A medida, além disso, “também visa Juan Carlos González, conhecido como ‘Pelón’, cidadão com dupla nacionalidade — americana e mexicana — e novo líder do CJNG”. Além disso, lembrou que o Departamento “continua oferecendo uma recompensa de até 5 milhões de dólares (quase 4,4 milhões de euros), no âmbito do Programa de Recompensas por Narcóticos, por informações que levem à sua prisão e/ou condenação”. “Os dias de impunidade de Pelón estão contados; ele será levado à justiça”, afirma o comunicado.
“Membro veterano do cartel, Pelón ascendeu a esse cargo após a morte de seu padrasto, El Mencho, que faleceu durante uma operação do governo mexicano em fevereiro de 2026. Pelón, também conhecido como ‘Juan Carlos Valencia González’, enfrenta acusações federais por tráfico de drogas nos Estados Unidos, apresentadas perante o Tribunal Distrital dos Estados Unidos para o Distrito de Columbia”, lembrou, por sua vez, o Escritório de Controle de Ativos Estrangeiros (OFAC, na sigla em inglês), do Departamento do Tesouro, em um comunicado.
Nesse comunicado, o OFAC, principal órgão sancionador do Executivo dos Estados Unidos, destacou que esse conjunto de designações “revela como os líderes e altos cargos dos cartéis mexicanos costumam confiar seus bens a familiares próximos e sócios de confiança”.

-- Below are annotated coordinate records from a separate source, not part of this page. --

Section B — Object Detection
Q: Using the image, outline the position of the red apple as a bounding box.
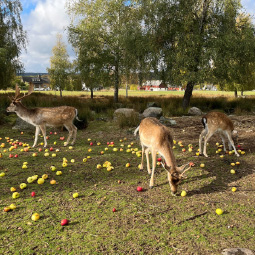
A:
[136,186,143,192]
[61,219,69,226]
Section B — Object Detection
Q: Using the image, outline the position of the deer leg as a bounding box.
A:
[150,149,157,188]
[140,145,144,170]
[226,132,240,157]
[220,134,226,152]
[72,124,77,145]
[32,126,40,148]
[145,148,151,174]
[40,125,47,148]
[199,129,207,155]
[64,125,74,146]
[203,131,213,158]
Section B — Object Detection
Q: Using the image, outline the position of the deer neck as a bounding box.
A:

“Essas pessoas costumam ocupar cargos de liderança em empresas de sua rede, com o objetivo de reduzir o risco de que tais empresas e seus integrantes sejam alvo de futuras investigações”, explica em uma nota na qual detalha um conjunto de sanções contra a rede empresarial e familiar de Audias Flores Silva, conhecido como ‘Jardinero’.

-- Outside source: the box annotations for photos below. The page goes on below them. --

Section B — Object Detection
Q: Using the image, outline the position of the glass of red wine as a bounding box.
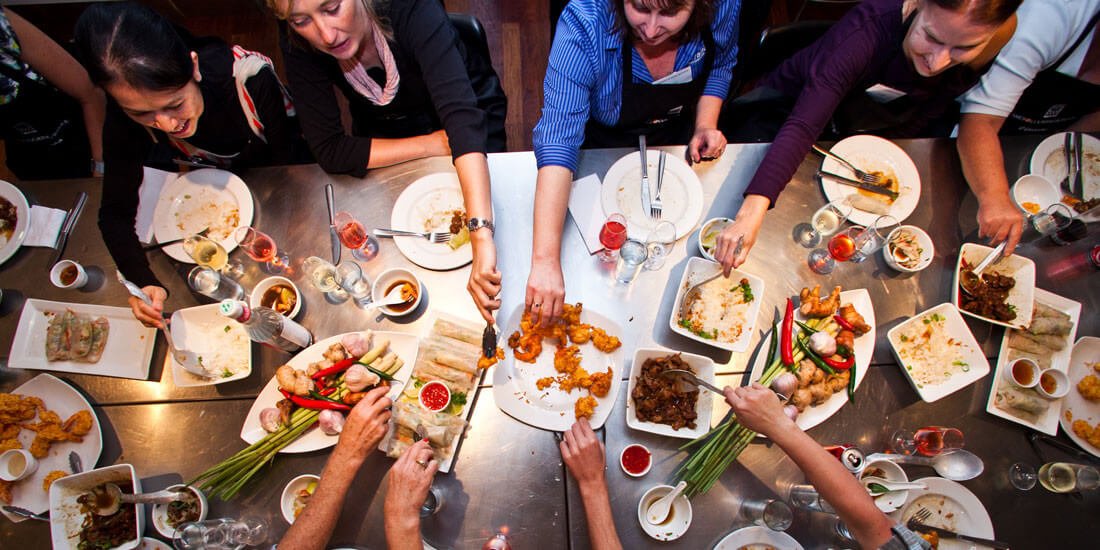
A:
[333,211,378,262]
[233,226,290,273]
[890,426,964,457]
[600,212,626,262]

Um de seus sócios mais importantes “é César Alejandro Villasenor Olivares (também conhecido como ‘El Güero Conta’)”, sobre quem o Tesouro afirma que “é responsável por supervisionar a rede de ‘Jardinero’, composta por empresas de fachada, pessoas físicas e familiares, (e) concebida para ocultar a participação de ‘Jardinero’ nos bens obtidos inicialmente com lucros ilícitos”.
Também está incluída a de Gerardo Botello Rozalez, conhecido como “El Cachas”, sobre quem foi lembrado que “esteve vinculado ao centro de treinamento do Rancho Izaguirre”, um terreno em Jalisco utilizado pelo CJNG como centro de confinamento, treinamento e extermínio, onde foram descobertos inúmeros restos humanos e até mesmo três fornos crematórios clandestinos.
Nesse caso, a OFAC também designou “a esposa mais recente de ‘El Cachas’, Liliana Cisneros Tapia, e seus filhos — Jesús David Botello Ortiz, Edgar Gerardo Botello Ortiz e Ricardo Botello Ortiz — por sua participação nas entidades corporativas mencionadas”.
Entre as atividades que o Tesouro atribui ao CJNG e a seus membros, estão o “tráfico de fentanil e roubo de combustível”, o “tráfico de cocaína” e a “lavagem de dinheiro de terceiros”.